The academic research was published recently in the Journal of Psycholinguistic Research, by a group of professors who were all curious about the effect of accent on language acquisition. Eviatar and her co-researchers Dr. Raphiq Ibrahim, Dr. Mark Leikin, and Prof. Shimon Sapir, all from the University of Haifa, each had their own reasons for being intrigued by the issue.
Ibrahim is an Israeli Arab with an Arabic accent; Leikin hails from the former Soviet Union and speaks with a Russian accent, while Eviatar is a fluently bilingual Hebrew-English speaker from birth. The team was both personally and professionally curious to know more about the accent effect.
The University of Haifa, in particular, has a large percentage of students who did not learn Hebrew from birth. They come mainly from the Arab Israeli population, whose members usually start learning Hebrew in second grade and from the new immigrant population from Russia, most of whom learned Hebrew only in their tweens and teens.
Implications for the classroom
The sample size of students at the University of Haifa was adequate and similar enough in composition to test the accent hypothesis. Sixty participants were chosen, aged 18 to 26. Twenty were native Hebrew speakers; 20 were from the FSU; and 20 were Israeli Arabs who had started learning Hebrew at around seven years of age.
In the study, the researchers made recordings of Hebrew phrases where the last word was recorded with one of four different accents: Hebrew, Arabic, Russian or English. The students were then tested to see how long it took for them to recognize the Hebrew word in one of the four accents.
They found that the Hebrew speakers could decipher Hebrew words adequately regardless of the accent in which they were spoken, while the Russian and Arabic speakers needed more time to understand the Hebrew words presented in an accent foreign to their own.
The researchers feel that additional research is needed to determine just how much extra effort is involved in the attempt to process both an unfamiliar accent as well as new material.
“This research lays emphasis on the importance of continuing investigation into the cognitive perspectives of accent in order to gain a better understanding of how we learn languages other than our native tongue. In Israel and in other countries where the population is made up of many different language groups, this understanding holds great significance,” they write.
Not just language, also other subjects
While many foreign language programs pride themselves on teaching students a second language in its true and native accent, this new study suggests that English taught to Mexican students as a second language, for example, can be taught just as well by a Mexican teacher speaking English, as by a native American who’s been speaking English since birth.

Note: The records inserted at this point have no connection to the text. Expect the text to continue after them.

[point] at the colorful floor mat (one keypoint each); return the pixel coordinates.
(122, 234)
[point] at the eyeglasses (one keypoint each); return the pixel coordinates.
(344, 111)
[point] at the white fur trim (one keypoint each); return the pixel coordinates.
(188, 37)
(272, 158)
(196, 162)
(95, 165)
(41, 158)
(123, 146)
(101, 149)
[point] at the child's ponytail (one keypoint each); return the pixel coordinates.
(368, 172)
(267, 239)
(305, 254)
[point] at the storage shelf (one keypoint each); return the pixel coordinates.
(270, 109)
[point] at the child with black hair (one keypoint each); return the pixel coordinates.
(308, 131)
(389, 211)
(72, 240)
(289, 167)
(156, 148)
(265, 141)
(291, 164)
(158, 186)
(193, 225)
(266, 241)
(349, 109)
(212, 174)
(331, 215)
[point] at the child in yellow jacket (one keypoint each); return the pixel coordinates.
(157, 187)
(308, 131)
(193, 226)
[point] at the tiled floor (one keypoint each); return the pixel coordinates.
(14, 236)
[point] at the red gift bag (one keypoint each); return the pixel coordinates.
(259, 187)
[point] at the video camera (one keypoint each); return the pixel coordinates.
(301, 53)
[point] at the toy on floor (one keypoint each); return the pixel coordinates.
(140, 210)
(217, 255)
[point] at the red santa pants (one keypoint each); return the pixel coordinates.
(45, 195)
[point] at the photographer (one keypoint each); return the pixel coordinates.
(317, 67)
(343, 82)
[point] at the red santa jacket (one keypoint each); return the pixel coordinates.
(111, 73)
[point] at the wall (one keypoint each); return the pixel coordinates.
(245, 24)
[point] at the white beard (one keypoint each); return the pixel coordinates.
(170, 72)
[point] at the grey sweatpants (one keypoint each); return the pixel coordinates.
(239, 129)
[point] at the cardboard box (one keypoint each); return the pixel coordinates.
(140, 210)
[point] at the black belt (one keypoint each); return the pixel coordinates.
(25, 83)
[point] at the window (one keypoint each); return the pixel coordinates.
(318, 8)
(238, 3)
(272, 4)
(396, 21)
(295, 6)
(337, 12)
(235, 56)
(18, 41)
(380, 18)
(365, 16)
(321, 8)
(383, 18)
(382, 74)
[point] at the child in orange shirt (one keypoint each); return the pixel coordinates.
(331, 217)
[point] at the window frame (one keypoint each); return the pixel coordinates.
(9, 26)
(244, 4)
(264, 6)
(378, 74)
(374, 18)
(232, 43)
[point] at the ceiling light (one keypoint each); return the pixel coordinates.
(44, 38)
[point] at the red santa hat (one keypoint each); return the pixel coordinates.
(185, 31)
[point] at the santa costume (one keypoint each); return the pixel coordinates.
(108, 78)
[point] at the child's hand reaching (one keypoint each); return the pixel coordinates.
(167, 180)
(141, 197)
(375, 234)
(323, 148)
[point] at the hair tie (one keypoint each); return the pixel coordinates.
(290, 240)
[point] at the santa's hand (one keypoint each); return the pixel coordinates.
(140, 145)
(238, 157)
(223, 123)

“If you are an Arab, you would understand English better if taught by a native Arab English teacher,” Eviatar believes, adding, “This research isn’t even just about learning language but can be expanded to any topic like math or geography.
“If you have a Spanish accent and your teacher has a Chinese accent it will be much harder for you to concentrate on your studies,” Eviatar continues. “It’s best to learn from a teacher who teaches with a majority accent – the accent of the language being spoken, or an accent like your own. If not, it’s an added burden for the student. This holds true especially in countries like Canada where there are numerous international students.
“It’s about language perception. You’d just spend a lot more effort perceiving what the lecturer is saying,” Eviatar concludes.